Lemon Balm

“Sweetening the Spirit”


Common Names: Melissa, Balm

Botanical Name: Melissa officinalis

Plant Family: Lamiaceae, Mint Family

Parts Used: Aerial part of plat, Leaves are rich in essential oil

Actions: Diaphoretic, calmative, antispasmodic, carminative, emmenagogue, stomachic (Systems affected: Lungs, Liver)

Habitat: Lemon balm is a wild cultivar. Make sure to plant it in an area where it can spread. It prefers full-sun, but grows well in partial shade. I have seen it growing underneath Douglas firs and red cedars at one of my favorite parks in Washington. Wildcrafting? Someone was spreading her seeds…

Collection:  I tend to collect the whole plant before it blooms. Ideally this is mid-late spring. And I also cut it back before winter hits. So I can get anywhere from 2-4 harvests a year.


CAUTION: Those suffering from hypothyroidism or low thyroid activity should use lemon balm with guidance of a health practitioner. Lemon Balm is a Thyroid Inhibitor.


Lemon Balm Medicine:


Another diaphoretic! It seems as if there are so many herbal options to induce sweating and break a fever. Lemon Balm is an old remedy of this kind. At the first signs of a fever, cold or flu, drink a cup of lemon balm tea, curl up under a lot of blankets or cover yourself with warm clothes, and allow the sweat to pour out.

If congestion has already taken hold, a nice herbal steam with hot lemon balm tea and a strong, aromatic essential oil (such as eucalyptus or thyme) will help open the nasal and lung passageway. Herbal steams in general help with stuffy nose, lung congestion, allergies, asthma, cough, and sinus infections. Adding lemon balm tea as the base will enhance the aromatic oils that help heal and stop infections.


Depression, Melancholy and Nervous Tension

Lemon Balm is uplifting. Just take a sniff and the citrus smell of lemons overwhelms you. It’s almost as if you get hit by vitamin C. Lesley Tierra recommends combing lemon balm with chamomile in a tea for children’s complaints such as: restlessness, insomnia, whining, crying, colic, teething, sadness and depression. Lemon Balm is said to comfort the heart and drive away sadness. It works with the nervous system to relieve tension and lift spirits.

Specifically, Lemon Balm’s rich concentration in citral and citronellal volatile oils calms the nervous and digestive systems. An infusion of this herb can help anyone dealing with heartache and depression, Seasonal Affective Disorder (SAD), and also ADD or ADHD.

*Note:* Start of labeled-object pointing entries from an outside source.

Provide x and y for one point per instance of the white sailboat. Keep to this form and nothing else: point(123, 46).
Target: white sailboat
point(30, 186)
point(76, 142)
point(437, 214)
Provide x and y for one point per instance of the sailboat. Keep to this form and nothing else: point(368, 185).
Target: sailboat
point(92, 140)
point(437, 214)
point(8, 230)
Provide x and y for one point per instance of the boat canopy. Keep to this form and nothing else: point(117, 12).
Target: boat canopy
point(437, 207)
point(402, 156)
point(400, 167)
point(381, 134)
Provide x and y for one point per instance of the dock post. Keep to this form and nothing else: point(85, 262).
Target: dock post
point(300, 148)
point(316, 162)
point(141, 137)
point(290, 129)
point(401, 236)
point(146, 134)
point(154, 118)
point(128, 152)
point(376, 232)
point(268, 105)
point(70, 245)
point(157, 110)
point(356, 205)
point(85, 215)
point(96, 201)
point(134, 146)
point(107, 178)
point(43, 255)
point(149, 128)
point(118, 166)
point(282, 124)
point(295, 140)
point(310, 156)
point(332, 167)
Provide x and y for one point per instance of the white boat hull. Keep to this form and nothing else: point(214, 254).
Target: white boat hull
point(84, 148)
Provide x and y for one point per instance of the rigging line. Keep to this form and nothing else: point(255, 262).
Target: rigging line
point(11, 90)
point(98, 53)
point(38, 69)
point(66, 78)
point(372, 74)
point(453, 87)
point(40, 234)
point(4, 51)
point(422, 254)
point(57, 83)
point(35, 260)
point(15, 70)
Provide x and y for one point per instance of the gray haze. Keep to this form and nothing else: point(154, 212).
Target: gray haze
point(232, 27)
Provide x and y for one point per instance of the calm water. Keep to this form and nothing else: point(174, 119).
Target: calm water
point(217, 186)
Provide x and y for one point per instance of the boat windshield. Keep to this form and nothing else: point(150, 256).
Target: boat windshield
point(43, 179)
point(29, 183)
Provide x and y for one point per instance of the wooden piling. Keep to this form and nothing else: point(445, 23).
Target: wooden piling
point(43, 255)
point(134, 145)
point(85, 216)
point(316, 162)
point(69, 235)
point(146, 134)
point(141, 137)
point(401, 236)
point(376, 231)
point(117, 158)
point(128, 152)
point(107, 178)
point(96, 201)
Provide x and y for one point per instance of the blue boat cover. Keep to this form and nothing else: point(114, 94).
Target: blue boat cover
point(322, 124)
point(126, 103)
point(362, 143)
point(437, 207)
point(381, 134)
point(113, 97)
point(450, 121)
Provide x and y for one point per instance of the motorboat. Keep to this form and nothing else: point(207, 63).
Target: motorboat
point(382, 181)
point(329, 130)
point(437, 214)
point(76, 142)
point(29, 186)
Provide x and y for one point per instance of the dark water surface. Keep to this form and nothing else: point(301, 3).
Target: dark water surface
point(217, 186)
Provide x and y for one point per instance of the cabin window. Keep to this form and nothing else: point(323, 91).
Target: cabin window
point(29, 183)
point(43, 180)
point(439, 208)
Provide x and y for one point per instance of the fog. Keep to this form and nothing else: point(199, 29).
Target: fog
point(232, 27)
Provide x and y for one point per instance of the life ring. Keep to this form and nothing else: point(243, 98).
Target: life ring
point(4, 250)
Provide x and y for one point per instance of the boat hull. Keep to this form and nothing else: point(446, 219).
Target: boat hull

As stated above the volatile oils help both the nervous and digestive systems. The Children’s Happy Tea (a combination of lemon balm and chamomile) can also be used as a digestion tea. After a meal or before bed, this combination will calm the stomach and help digestive enzymes properly run their course.


Herpes and Shingles

Lemon balm is rich in polyphenols that have a strong antiviral action. This helps both internally and externally to rid/soothe herpes and shingles. I make a fomentation (a strong tea and dip a cloth into the hot water, then apply it to the area of herpes outbreak) with strong lemon balm tea.


Make as: Tea, Infusion, Sun tea, Tincture, Syrup, Bath, Capsule, Pill, Powder, Poultice, Salve, Fomentation, Oil, Dream Pillow



Lemon Balm Remedies:

Children’s Happy Potion

1 tsp. lemon balm

½ tsp. chamomile

1 cup water

Infuse herbs in tea for 15-25 minutes (depending on the strength you’d like). Strain and sweeten to taste. –Lesley Tierra, A Kid’s Herb Book


“Maketh the Heart Merry” Tea

2 pt. lemon balm

1 pt. angelica root

½ pt. lemon peel

¼ pt. nutmeg

Tincture these herbs or make a tea with them. You may want to combine with honey to sweeten the flavor. Use as a relaxing herbal aid or digestive tonic.